As aggregate interest increased, specific money managers have been driving this bullishness. Two Sigma Advisors, managed by John Overdeck and David Siegel, assembled the largest position in TELUS Corporation (NYSE:TU). Two Sigma Advisors had $6.1 million invested in the company at the end of the quarter. Paul Marshall and Ian Wace’s Marshall Wace LLP also initiated a $3.8 million position during the quarter. The other funds with new positions in the stock are Peter Rathjens, Bruce Clarke and John Campbell’s Arrowstreet Capital, Israel Englander’s Millennium Management, and Donald Sussman’s Paloma Partners.
Let’s now take a look at hedge fund activity in other stocks similar to TELUS Corporation (NYSE:TU). We will take a look at Ulta Beauty, Inc. (NASDAQ:ULTA), The Liberty SiriusXM Group (NASDAQ:LSXMA), Loews Corporation (NYSE:L), and W.P. Carey Inc. (NYSE:WPC). All of these stocks’ market caps are closest to TU’s market cap.
|Ticker||No of HFs with positions||Total Value of HF Positions (x1000)||Change in HF Position|
View table here if you experience formatting issues.

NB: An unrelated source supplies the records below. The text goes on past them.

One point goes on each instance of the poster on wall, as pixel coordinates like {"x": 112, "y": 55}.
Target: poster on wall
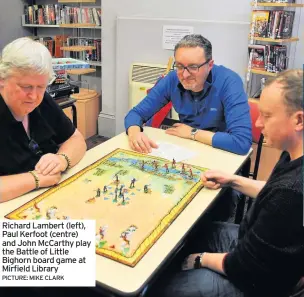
{"x": 173, "y": 34}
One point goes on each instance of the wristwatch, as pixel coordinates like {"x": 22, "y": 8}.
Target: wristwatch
{"x": 193, "y": 132}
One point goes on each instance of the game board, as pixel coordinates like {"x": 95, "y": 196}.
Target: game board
{"x": 133, "y": 198}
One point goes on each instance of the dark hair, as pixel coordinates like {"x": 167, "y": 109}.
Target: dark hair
{"x": 291, "y": 82}
{"x": 195, "y": 40}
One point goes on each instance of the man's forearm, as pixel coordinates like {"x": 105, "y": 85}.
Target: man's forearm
{"x": 204, "y": 137}
{"x": 13, "y": 186}
{"x": 247, "y": 186}
{"x": 74, "y": 148}
{"x": 133, "y": 129}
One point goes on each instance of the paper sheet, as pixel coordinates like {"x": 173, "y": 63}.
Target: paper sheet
{"x": 169, "y": 151}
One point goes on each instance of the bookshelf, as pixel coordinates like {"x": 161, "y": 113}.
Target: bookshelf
{"x": 73, "y": 28}
{"x": 77, "y": 21}
{"x": 272, "y": 40}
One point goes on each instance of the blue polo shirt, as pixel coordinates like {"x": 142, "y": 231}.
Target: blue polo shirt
{"x": 222, "y": 107}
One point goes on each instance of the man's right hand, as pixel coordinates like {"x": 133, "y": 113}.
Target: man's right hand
{"x": 139, "y": 141}
{"x": 216, "y": 179}
{"x": 49, "y": 180}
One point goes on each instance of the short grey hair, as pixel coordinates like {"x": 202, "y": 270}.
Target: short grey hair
{"x": 26, "y": 54}
{"x": 196, "y": 40}
{"x": 291, "y": 82}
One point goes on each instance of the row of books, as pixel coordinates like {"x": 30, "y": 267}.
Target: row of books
{"x": 57, "y": 14}
{"x": 94, "y": 55}
{"x": 271, "y": 58}
{"x": 54, "y": 44}
{"x": 276, "y": 24}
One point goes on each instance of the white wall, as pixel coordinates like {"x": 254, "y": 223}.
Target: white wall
{"x": 236, "y": 10}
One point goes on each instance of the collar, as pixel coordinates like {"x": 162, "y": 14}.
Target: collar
{"x": 207, "y": 85}
{"x": 5, "y": 113}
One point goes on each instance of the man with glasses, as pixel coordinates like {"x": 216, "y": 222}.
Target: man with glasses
{"x": 209, "y": 99}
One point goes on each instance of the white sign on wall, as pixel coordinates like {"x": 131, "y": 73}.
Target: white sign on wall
{"x": 173, "y": 34}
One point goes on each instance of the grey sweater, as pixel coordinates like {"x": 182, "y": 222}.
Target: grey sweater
{"x": 269, "y": 258}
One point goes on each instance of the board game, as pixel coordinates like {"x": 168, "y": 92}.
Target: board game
{"x": 132, "y": 196}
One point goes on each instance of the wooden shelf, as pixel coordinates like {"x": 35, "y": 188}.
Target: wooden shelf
{"x": 80, "y": 71}
{"x": 256, "y": 71}
{"x": 94, "y": 63}
{"x": 278, "y": 4}
{"x": 78, "y": 25}
{"x": 76, "y": 1}
{"x": 292, "y": 39}
{"x": 77, "y": 48}
{"x": 41, "y": 26}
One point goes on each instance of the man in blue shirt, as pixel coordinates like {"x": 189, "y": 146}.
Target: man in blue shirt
{"x": 209, "y": 99}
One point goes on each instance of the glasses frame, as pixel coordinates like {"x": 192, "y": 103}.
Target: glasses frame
{"x": 186, "y": 67}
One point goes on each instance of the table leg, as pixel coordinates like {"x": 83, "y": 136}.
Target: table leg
{"x": 74, "y": 115}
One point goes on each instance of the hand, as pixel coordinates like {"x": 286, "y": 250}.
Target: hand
{"x": 48, "y": 180}
{"x": 180, "y": 130}
{"x": 51, "y": 164}
{"x": 140, "y": 142}
{"x": 216, "y": 179}
{"x": 189, "y": 262}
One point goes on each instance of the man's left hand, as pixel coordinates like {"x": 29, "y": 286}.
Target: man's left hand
{"x": 51, "y": 164}
{"x": 180, "y": 130}
{"x": 189, "y": 262}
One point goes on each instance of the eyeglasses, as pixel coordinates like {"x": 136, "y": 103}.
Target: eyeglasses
{"x": 34, "y": 147}
{"x": 192, "y": 69}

As you can see these stocks had an average of 34.25 hedge funds with bullish positions and the average amount invested in these stocks was $539 million. That figure was $198 million in TU’s case. The Liberty SiriusXM Group (NASDAQ:LSXMA) is the most popular stock in this table. On the other hand Loews Corporation (NYSE:L) is the least popular one with only 21 bullish hedge fund positions. Compared to these stocks TELUS Corporation (NYSE:TU) is even less popular than L. Hedge funds dodged a bullet by taking a bearish stance towards TU. Our calculations showed that the top 10 most popular hedge fund stocks returned 41.4% in 2019 and outperformed the S&P 500 ETF (SPY) by 10.1 percentage points. These stocks gained 13.3% in 2020 through June 25th but managed to beat the market by 16.8 percentage points. Unfortunately TU wasn’t nearly as popular as these 10 stocks (hedge fund sentiment was very bearish); TU investors were disappointed as the stock returned 8.3% during the second quarter (through June 25th) and underperformed the market. If you are interested in investing in large cap stocks with huge upside potential, you should check out the top 10 most popular stocks among hedge funds as most of these stocks already outperformed the market so far in 2020.